Sebastián Montesinos

Personal information
- Full name: Sebastián Francisco Javier Montesinos Pezoa
- Date of birth: 12 March 1986 (age 39)
- Place of birth: Santiago, Chile
- Height: 1.84 m (6 ft 1⁄2 in)
- Position: Defender

Youth career
- 1999–2004: Colo-Colo

Senior career*
- Years: Team / Apps / (Gls)
- 2005–2006: Colo-Colo / 0 / (0)
- 2006: → Curicó Unido (loan) / 14 / (0)
- 2007: Deportes Puerto Montt / 8 / (0)
- 2007: Deportes Concepción / 11 / (0)
- 2008: San Marcos / 32 / (0)
- 2009: Cobreloa / 16 / (2)
- 2010: Everton / 28 / (3)
- 2011–2014: Ñublense / 71 / (5)
- 2015–2016: Barnechea / 28 / (3)

International career
- 2005: Chile U20 / 3 / (0)

Managerial career
- 2016: Colo-Colo (youth)

= Sebastián Montesinos =

Chilean footballer (born 1986)

Sebastián Francisco Javier Montesinos Pezoa (born 12 March 1986) is a Chilean former footballer who played as a centre-back.

==Career==
Montesinos joined the Colo-Colo youth ranks at the age of 13. At senior level, he was loaned out to Curicó Unido in 2006, with whom he made his professional debut.

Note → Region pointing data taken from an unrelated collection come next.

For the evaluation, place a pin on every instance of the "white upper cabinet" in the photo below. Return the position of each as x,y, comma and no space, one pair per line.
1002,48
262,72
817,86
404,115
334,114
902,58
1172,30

His last team was then Primera B side A.C. Barnechea.

==Post-retirement==
Montesinos graduated as a football instructor while playing for Cobreloa and worked for a Colo-Colo academy based in Curacaví after his retirement for about six months.

Disenchanted with football, Montesinos switched to administrative work.